Expériences étrangères

La législation pratiquée dans des pays comme la Suisse, les Pays-Bas ou la Belgique qui ont soit dépénalisé, soit légalisé l’euthanasie ou le suicide assisté apporte un précieux éclairage. Ainsi, chez notre voisin belge, l’auto délivrance est accompagnée d’une multitude de précautions qui passent d’abord par l’information complète et éclairée du malade sur son état et toutes les alternatives possibles. C’est toujours lui qui doit décider de sa fin de vie. Quant au protocole strict qui est appliqué avant et pendant l’acte, il s’impose encore après, une commission de contrôle devant vérifier la bonne application des règles, une saisine de la justice pouvant intervenir dans le cas contraire. A la différence de notre pays, ce sont les mêmes praticiens qui ont recours aux soins palliatifs et à l’euthanasie, l’une et l’autre constituant des possibilités distinctes mais qui peuvent s’avérer, dans certains, cas complémentaires.

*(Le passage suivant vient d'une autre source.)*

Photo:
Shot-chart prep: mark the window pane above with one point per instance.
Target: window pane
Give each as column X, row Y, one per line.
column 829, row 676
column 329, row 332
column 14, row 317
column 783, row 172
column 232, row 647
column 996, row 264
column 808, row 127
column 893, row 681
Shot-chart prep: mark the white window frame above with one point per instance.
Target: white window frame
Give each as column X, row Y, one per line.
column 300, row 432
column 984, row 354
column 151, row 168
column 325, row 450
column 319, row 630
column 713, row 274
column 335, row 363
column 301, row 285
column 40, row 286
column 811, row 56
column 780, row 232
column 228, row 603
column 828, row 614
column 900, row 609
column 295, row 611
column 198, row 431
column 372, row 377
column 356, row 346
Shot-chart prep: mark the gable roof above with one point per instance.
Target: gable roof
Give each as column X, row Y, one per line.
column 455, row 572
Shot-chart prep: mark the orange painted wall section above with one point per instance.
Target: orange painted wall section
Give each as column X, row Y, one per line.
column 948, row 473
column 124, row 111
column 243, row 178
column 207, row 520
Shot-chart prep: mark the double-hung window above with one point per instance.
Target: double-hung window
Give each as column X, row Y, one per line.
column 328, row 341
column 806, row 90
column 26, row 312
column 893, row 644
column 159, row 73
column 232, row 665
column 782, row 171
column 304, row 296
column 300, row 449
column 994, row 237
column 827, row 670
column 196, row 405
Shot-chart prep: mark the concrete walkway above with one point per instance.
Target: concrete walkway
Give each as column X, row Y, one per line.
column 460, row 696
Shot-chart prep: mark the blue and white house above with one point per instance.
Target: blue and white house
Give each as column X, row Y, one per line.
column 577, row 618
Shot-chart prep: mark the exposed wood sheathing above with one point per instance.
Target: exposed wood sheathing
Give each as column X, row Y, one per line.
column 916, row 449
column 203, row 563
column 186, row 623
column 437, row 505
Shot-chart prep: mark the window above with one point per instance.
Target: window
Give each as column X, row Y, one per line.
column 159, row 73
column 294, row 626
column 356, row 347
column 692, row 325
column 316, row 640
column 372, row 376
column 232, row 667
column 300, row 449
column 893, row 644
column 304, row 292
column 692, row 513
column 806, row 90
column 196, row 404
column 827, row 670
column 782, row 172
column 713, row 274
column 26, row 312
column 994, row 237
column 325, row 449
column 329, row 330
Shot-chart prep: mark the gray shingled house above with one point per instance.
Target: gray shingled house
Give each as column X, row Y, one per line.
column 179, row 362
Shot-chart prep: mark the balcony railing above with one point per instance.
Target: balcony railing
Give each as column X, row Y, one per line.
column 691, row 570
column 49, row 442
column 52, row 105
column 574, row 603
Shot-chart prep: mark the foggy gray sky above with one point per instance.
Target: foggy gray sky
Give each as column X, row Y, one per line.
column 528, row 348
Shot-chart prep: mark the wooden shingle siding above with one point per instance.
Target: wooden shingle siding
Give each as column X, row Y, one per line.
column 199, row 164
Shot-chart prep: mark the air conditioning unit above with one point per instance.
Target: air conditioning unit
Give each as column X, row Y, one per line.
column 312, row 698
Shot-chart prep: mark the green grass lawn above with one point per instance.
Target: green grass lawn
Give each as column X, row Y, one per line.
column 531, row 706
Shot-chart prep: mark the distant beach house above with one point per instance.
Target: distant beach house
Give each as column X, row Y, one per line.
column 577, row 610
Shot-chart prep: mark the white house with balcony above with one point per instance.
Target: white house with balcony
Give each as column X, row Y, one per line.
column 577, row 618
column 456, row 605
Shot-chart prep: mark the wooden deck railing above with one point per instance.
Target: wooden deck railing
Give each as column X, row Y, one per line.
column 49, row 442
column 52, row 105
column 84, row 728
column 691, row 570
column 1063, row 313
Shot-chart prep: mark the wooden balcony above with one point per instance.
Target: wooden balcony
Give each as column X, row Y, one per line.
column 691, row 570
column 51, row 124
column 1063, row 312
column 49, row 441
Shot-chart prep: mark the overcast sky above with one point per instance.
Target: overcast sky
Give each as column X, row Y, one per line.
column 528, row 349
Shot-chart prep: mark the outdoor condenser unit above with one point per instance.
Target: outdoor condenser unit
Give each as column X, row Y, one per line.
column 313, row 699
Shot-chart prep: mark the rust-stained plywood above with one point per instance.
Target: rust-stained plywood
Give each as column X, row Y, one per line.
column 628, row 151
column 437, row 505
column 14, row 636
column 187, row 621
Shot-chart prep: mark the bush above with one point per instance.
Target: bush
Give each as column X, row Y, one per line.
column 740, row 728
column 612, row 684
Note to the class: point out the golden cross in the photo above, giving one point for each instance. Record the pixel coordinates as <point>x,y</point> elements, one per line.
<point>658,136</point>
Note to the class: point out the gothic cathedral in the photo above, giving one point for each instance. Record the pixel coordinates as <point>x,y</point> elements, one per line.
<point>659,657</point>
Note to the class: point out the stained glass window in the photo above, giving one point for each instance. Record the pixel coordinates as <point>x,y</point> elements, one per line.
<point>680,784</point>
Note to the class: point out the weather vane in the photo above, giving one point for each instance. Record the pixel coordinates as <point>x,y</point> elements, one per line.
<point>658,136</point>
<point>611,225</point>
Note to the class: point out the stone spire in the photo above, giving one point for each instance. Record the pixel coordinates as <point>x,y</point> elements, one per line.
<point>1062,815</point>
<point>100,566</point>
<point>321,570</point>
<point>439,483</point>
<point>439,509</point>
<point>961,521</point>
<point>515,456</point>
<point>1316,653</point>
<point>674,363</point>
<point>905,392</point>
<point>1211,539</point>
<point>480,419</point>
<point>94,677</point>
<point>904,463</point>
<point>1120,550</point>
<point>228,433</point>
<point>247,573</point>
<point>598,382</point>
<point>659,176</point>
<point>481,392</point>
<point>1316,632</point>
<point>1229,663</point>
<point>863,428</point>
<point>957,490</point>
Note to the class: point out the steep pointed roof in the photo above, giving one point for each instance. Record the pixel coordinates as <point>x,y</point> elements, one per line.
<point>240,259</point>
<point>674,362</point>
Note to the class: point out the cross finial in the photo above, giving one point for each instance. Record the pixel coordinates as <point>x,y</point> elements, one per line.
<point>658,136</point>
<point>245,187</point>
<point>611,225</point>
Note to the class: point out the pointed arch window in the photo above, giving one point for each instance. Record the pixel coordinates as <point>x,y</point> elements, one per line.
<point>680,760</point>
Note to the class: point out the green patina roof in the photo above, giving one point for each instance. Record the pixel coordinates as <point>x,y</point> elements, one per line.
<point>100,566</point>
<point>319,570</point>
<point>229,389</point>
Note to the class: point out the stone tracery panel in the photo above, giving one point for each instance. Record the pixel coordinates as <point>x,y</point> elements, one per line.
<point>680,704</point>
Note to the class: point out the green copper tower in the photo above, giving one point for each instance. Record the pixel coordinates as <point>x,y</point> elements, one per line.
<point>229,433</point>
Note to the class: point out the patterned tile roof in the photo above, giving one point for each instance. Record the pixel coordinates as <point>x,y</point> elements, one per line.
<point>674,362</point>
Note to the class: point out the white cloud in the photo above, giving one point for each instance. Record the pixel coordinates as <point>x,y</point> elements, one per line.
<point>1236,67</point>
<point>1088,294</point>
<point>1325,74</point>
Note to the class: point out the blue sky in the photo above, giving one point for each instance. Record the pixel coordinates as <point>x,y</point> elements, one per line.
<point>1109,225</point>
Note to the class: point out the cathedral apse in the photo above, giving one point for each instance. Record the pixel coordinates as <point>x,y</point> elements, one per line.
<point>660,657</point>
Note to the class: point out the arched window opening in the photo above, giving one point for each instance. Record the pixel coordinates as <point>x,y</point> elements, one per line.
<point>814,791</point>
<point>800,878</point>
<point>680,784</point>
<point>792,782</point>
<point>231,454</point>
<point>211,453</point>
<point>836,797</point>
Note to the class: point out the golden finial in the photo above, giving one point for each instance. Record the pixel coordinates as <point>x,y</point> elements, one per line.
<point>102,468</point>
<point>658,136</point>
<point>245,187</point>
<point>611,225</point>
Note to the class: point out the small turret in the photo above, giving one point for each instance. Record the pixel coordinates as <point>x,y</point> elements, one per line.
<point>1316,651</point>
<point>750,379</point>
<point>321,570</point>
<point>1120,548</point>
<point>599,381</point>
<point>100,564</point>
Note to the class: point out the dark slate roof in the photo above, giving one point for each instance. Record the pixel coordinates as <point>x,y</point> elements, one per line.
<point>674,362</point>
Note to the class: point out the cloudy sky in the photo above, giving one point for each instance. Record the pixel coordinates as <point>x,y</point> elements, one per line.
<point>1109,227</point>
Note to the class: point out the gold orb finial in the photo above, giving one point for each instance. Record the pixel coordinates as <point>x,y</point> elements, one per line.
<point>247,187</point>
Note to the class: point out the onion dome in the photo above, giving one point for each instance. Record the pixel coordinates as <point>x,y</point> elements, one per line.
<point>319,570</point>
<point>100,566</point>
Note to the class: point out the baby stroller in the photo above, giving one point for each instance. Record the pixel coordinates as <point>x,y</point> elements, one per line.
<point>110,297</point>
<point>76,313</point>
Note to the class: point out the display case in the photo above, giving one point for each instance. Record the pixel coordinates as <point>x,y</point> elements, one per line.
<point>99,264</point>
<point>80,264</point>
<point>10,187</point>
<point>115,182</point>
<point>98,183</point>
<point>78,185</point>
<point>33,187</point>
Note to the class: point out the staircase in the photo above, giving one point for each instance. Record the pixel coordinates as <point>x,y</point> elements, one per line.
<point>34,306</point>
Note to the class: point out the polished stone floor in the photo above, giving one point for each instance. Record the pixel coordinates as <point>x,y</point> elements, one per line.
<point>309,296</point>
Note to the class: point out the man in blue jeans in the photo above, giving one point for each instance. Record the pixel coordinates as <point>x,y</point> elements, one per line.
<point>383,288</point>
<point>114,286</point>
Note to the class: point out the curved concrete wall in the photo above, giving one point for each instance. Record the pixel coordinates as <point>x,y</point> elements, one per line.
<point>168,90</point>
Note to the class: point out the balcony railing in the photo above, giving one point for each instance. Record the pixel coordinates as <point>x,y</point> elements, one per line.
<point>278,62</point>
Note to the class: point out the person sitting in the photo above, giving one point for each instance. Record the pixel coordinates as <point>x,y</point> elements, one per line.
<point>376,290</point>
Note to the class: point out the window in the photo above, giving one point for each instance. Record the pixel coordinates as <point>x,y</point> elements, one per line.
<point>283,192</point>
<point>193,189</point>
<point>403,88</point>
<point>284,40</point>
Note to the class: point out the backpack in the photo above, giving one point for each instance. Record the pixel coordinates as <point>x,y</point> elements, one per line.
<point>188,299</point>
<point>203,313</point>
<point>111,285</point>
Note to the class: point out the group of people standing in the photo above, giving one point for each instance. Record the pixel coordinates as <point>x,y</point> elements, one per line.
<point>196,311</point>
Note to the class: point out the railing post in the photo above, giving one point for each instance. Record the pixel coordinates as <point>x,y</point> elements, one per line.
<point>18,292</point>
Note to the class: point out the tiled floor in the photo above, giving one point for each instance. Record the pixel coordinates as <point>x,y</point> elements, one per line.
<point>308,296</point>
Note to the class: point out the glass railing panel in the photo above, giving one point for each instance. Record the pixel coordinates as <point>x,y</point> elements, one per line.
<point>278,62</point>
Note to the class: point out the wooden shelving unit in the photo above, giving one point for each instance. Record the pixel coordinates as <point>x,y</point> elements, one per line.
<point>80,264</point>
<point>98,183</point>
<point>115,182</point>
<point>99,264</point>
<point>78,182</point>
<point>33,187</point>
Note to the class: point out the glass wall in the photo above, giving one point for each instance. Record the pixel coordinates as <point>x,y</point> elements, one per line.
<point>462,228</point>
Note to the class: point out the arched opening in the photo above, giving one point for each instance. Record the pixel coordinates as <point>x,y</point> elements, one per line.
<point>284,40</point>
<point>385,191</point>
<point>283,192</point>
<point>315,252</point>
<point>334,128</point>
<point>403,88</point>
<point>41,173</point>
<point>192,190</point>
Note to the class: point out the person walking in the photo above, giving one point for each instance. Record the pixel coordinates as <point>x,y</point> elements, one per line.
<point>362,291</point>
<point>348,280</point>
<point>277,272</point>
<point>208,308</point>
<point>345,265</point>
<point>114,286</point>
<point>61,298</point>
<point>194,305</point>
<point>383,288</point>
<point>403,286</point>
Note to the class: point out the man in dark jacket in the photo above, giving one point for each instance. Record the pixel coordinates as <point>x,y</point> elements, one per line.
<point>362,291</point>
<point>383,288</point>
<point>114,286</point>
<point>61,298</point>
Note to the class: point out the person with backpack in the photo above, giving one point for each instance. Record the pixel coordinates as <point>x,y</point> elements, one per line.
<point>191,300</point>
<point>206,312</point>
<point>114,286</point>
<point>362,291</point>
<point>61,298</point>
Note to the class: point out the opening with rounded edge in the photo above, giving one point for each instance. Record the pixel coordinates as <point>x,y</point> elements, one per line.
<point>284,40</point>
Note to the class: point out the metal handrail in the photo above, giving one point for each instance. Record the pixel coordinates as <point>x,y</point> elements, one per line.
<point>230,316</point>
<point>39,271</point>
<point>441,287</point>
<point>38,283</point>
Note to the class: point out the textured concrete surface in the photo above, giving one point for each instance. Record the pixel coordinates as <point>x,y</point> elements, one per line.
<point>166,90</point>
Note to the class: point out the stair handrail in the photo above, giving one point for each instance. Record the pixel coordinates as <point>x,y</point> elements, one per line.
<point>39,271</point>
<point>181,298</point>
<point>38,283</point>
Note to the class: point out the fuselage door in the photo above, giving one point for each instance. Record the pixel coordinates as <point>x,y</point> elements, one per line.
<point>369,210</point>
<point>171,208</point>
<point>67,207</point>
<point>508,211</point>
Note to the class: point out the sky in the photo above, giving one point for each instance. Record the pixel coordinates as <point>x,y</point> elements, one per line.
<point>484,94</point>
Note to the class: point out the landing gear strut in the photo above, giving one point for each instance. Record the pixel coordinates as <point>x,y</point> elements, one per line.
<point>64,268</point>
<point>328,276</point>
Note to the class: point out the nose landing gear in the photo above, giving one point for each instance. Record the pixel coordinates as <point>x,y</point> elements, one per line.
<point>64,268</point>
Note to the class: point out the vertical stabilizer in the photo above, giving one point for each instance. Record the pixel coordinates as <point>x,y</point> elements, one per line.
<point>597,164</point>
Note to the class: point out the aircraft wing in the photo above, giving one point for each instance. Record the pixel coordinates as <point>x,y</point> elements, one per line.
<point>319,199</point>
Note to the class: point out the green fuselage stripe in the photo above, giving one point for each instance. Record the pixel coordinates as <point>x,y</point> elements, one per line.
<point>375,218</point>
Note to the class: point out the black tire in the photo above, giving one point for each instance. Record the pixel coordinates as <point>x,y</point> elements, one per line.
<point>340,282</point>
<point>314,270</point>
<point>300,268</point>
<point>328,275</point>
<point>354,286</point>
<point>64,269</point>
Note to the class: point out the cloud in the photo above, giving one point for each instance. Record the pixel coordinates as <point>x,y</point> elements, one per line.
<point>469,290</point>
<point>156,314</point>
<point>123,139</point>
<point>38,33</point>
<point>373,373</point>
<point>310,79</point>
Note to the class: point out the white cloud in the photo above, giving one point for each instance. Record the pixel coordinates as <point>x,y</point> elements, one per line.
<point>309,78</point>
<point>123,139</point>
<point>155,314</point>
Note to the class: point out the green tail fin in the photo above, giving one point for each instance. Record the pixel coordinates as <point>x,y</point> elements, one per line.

L’euthanasie doit-elle devenir une option possible ou son autorisation ouvre-t-elle la boite de Pandore ? Le débat n’a pas été tranché. Gageons qu’il perdurera encore longtemps …
 
« La fin d’une vie », Centre de congrès La Bourboule, 26, 27 & 28 mai 2009, Groupe de Réflexion sur l’Enfance et la Famille
 
 
« Peut-on vraiment choisir sa mort ? Repères pour les citoyens et ceux qui les soignent » DEVALOIS Bernard, Editions Collection Oméga, 2009, 188 p
« Pitié pour les hommes. L’euthanasie : le droit ultime » LABAYLE Denis, Stock, 2009, 210 p.